Hidden Gems of BigQuery — Part 4– Five types of “Views”

Artem Nikulchenko
Google Cloud - Community
11 min readMay 26, 2023

This is a series of posts about amazing BigQuery features. Since there are so many of them, some of them can get lost. So, I’ve decided to cover my favorite:

And this post is about:

  • Views
  • Caching
  • Scheduled Queries
  • Materialized Views
  • Non-incremental Materialized Views

so, let’s start…

To figure out the difference between all those options in BigQuery let’s start with the one that is most known and obvious — Views.

Views

Views work exactly as you would expect based on your knowledge of any SQL DB. You can create a VIEW using something like:

CREATE VIEW views.logicalview
AS
SELECT currency, sum(amount) as total
FROM views.payments
GROUP BY currency

The view is a virtual table defined by SQL, so you can later read from View the same way as you would be reading from a table (with small limitations). In the background, you would actually continue to query the original table (view reference would be basically replaced during the execution time with the corresponding SQL statement, which was specified when defining the View).

So, why would you use Views? The most common scenarios are:

  • Views can be used as an abstraction layer. For example, in case you want to abstract some common or complex calculations so that further queries (written by you or other developers) are simpler to write and read.
  • Views can be used as a security layer. For example, in case you want to provide access to the limited View data without providing access to the full data in the Table. The most common examples would be reducing the list of columns available in the View (basically hiding some table columns) or using View to provide aggregated data (and not allowing access to individual records). Such features as Authorized Views would be used in this case.

Note: If you want to expose aggregated data without exposing underlying individual records, you definitely should check BigQuery differential privacy.

What about the cost? Since views are logical constructs — they have no impact on the underlying storage of data. As a result, storage costs won’t see any change. Each time you query the view — you would pay for querying the underlying tables (unless the cache is used). The maintenance cost is zero.

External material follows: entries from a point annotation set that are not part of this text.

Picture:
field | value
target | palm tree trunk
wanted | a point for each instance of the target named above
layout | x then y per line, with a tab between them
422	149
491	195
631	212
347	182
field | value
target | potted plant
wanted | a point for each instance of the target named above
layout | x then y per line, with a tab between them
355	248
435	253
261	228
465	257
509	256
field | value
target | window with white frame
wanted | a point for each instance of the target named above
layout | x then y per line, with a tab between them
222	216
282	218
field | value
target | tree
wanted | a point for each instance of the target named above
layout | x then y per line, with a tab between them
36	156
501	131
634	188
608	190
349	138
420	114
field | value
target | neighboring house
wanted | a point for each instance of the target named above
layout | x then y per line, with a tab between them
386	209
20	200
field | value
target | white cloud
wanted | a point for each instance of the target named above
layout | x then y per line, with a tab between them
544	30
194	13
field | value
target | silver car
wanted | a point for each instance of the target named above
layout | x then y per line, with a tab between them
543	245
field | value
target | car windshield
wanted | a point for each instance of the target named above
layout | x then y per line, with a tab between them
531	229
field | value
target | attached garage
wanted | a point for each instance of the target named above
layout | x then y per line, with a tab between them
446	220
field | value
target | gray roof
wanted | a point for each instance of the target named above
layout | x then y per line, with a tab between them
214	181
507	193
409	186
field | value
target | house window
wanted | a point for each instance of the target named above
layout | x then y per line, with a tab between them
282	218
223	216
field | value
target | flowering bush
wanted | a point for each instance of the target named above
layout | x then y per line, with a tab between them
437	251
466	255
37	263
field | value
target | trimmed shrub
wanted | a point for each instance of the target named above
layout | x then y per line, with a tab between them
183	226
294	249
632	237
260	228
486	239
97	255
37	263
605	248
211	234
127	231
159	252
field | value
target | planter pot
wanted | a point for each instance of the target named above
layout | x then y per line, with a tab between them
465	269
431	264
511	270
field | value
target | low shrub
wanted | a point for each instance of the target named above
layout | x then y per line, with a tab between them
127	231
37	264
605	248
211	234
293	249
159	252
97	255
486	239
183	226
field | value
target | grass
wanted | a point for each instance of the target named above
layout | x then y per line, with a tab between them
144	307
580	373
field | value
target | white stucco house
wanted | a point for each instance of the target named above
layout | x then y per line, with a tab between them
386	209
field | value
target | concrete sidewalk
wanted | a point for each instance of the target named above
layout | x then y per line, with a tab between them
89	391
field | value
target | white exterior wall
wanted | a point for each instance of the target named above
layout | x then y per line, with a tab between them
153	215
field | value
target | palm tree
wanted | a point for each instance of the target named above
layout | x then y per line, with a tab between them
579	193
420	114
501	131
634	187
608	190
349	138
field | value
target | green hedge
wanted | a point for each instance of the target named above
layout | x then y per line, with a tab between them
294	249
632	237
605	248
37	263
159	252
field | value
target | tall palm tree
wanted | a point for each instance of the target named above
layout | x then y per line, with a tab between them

While views alone do not introduce additional costs, you must be aware of“hidden” costs. For example, if you write a query that aggregates lots of data into 10 records (e.g. top 10 sold items) — you will be charged for processing the whole table to run this query. Now, if you “pack” this query into the view — each time you access this view, the full underlying query would be executed (with corresponding cost). So, while other developers on your project, who are not familiar with the details of the view, may think that they only process 10 records — they would actually process the whole underlying table.

But what if you actually need those aggregated results to be available all the time but want to avoid high query costs? There are several options based on the use case. Let’s start by looking at Caching.

Caching

In the previous section, I said that each time you access a View — you would be charged for processing all underlying data. While this could be a safe assumption for upper-cost estimates, it is not actually true because of BigQuery Caching.

Each time BigQuery executes a query — it will try to cache the result of it (there are some limitations). If exactly the same query is executed while the cache is still available (typical cache lifetime is 24 hours, but the cached results are best-effort and may be invalidated sooner) — BigQuery would retrieve data from the cache and avoid charging for processing data again (of course, only in case underlying data has not changed between calls).

So, basically, as long as the data is not changing and the query is exactly the same — you would only need to pay for the first execution of it. And the best part — you don’t need to do anything to get it working (cause it is the default behavior).

Note: If default behavior does not work for you, you actually have a couple of controls over the use of caching. You can disable the usage of caching results (which is probably only useful during benchmarking) OR you can force the query to use only cached results (and return NOT_FOUND) if there is no cache available.

bq query \
--require_cache \
--batch \
'SELECT
name,
count
FROM
`my-project`.mydataset.names_2013
WHERE
gender = "M"
ORDER BY
count DESC
LIMIT
6'

What about the cost? There is no additional cost associated with caching. Maintenance cost is zero, storage cost is zero, and from a query execution standpoint — you actually save money if the cache is used.

The issue, however, is that you can’t rely on the cache used in your cost estimates. If data is changed, if the query is a little different, if result is too big to be cached, or if the cache is invalidated — you will be charged for the full processing of the required data for executing of your query.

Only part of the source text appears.